First thing that morning I received an email from the PR person
pointing to a press release containing the surprising information
that Answers.com had been bought by a private-equity firm Summit
Partners for $127 million. While the deal offered shareholders a
30% premium on the recent average stock price, it wasn't a
blockbuster -- and it's also far less than recent valuations of
Quora, which has far less revenue.
This time Mr. Rosenschein phoned in from Orlando, where he was on vacation with his family. He explained that the reason for the deal had to do with the high cost of existing as a publicly traded company, and insisted that it remained all systems go for the various initiatives we had discussed on the prior call. Of course, private-equity firms don't buy companies so that they may run as business as usual. Cost cutting results, typically. And in this case, the vision was, to put it mildly, unclear. Once the deal closes, Answers will be deposited into a Summit-owned holding company called AFCV. I asked Mr. Rosenschein what its sibling companies will be. He said he didn't know.
It's far from inevitable that Quora will turn out like Answers.com. True to the roots of its creators, a pair of former Facebook employees, Quora has adopted aspects of social networks, especially the ability to create a profile complete with a brief bio and a picture and functionality that allows you to follow others. This blogging-by-other-means quality has been especially attractive to a klatch of famous-on-the-internet folks, even if it hasn't really broken through among celebrities with wider appeal. (Over a week after his Tweet, Mr. Warren, who has nearly 250,000 followers on Twitter, had just 336 on Quora, fewer even than your decidedly less evangelical author.)
The other thing it has going for it is founders that fit the part. Mr. D'Angelo, with his boyish, T-shirted pallor, even resembles Facebook founder Mark Zuckerberg, making it easier to envision him as the next Mark Zuckerberg.
At my request, Patrick Hounsell, senior VP-general manager national media at Razorfish, characterized the advertiser interest in these sites: minimal.

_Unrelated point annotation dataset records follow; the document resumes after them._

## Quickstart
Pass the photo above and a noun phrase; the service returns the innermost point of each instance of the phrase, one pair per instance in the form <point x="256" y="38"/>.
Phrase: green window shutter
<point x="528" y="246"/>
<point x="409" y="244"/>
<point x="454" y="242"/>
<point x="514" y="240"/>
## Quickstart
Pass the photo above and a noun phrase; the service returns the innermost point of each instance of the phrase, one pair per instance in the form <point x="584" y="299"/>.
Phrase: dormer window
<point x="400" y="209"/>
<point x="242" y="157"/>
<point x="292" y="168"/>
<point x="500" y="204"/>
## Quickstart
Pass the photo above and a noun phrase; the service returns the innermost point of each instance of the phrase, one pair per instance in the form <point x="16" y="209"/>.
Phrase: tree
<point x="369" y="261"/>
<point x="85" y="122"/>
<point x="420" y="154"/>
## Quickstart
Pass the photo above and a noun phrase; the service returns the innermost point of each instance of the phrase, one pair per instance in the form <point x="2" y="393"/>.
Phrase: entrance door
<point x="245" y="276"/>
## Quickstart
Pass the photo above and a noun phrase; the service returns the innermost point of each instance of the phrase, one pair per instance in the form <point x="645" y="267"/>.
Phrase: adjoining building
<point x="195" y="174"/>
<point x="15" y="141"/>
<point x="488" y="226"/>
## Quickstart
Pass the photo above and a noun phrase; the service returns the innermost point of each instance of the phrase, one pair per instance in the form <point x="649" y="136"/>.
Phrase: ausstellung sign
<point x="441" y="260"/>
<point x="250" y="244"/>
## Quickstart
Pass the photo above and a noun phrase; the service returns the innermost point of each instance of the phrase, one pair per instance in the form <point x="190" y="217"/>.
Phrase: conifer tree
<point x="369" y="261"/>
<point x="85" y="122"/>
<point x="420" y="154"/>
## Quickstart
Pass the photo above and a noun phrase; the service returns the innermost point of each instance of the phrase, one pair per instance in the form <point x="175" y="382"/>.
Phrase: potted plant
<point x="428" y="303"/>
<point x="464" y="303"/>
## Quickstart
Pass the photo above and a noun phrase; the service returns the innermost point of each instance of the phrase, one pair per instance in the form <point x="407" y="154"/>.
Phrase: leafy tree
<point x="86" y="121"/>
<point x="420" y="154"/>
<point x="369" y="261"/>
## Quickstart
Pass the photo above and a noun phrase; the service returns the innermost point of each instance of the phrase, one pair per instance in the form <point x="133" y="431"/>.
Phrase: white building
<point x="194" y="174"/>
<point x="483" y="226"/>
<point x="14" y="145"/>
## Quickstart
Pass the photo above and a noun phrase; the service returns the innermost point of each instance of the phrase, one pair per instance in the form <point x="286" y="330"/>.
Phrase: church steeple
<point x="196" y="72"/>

While social advertising of the sort allowed by Facebook or Twitter is all the rage, seeding brands in question-and-answer sites isn't. Although Razorfish has had a few client brands on Yahoo Answers' sponsored question site and found value in those programs, there's still a sense that marketers haven't really warmed to these kinds of sites.
"These are great forums to engage in dialogue with consumers, but it doesn't seem to have the scale yet necessary to drive tremendous impact," he said. "More importantly our clients just don't ask about them. Every day someone asks about Facebook or Twitter or Foursquare. No one ever says that about Yahoo Answers or Quora."
In our first interview, I asked Mr. Rosenschein about his feelings on the new crop of challengers. Ever polite, he is complimentary of Quora and StackOverflow, whose network of Q&A sites is divided up by interests. "As they grow, we'll see how they do with issues of spam, audience size and vulgarity. They'll have to deal with the issues of scale," he said. He acknowledged that the social DNA is a strength, but then added: "None of those features are so magical that other people can't do them."
This is clear from the sheer volume of sites out there all seeking to do pretty much the same thing. Will Quora be quickly snapped up by Google or another buyer who sees a strategic fit? Will all of them be simply knocked off the board by Facebook? How much can the market bear and how will it shake out?
Joked Mr. Hounsell: "These sites need a trade association."